In neurons and muscle cells both internal calcium ion concentration and membrane potential change significantly during an action potential. Both these quantities strongly affect the electrochemical potential difference for exchange and the behavior of the Na/Ca exchanger during an action potential can be quite complex (Figure 4).
Figure 4 Changes in membrane potential, internal calcium concentration, and the calcium ion transport rate for the Na/Ca exchanger before, during and after a neuronal action potential. Initially, at rest, the exchanger is close to equilibrium and there is very little calcium ion transport. Then, during the action potential, transport turns briefly inward before becoming outward after the internal calcium ion concentration rises. The rate of transport returns to baseline in parallel with the decline in internal calcium ion concentration. Figure adapted from PhD Thesis by F. Erler, Technische Universität Dresden (2005).

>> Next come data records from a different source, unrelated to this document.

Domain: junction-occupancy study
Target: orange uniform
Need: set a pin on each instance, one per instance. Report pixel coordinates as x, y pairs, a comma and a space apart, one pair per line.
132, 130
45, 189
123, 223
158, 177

Depolarization of the neuronal cell membrane during an action potential is usually accompanied by an increase in calcium as voltage gated calcium channels open. Reversal of the Na/Ca exchanger during depolarization can by itself contribute to an influx of calcium ions during an action potential, although usually much less than the flux through the channels. Typically, the exchanger will reverse during the upstroke of the action potential and then, after repolarization, primarily transport calcium ions out of the cell (Figure 4).
Although the reversal of the Na/Ca exchanger creates some risk for the cell, the transporter is valuable because it has a high turnover rate (up to several thousand calcium ions per second) and it is usually the fastest mechanism available to move calcium ions back out of the cell.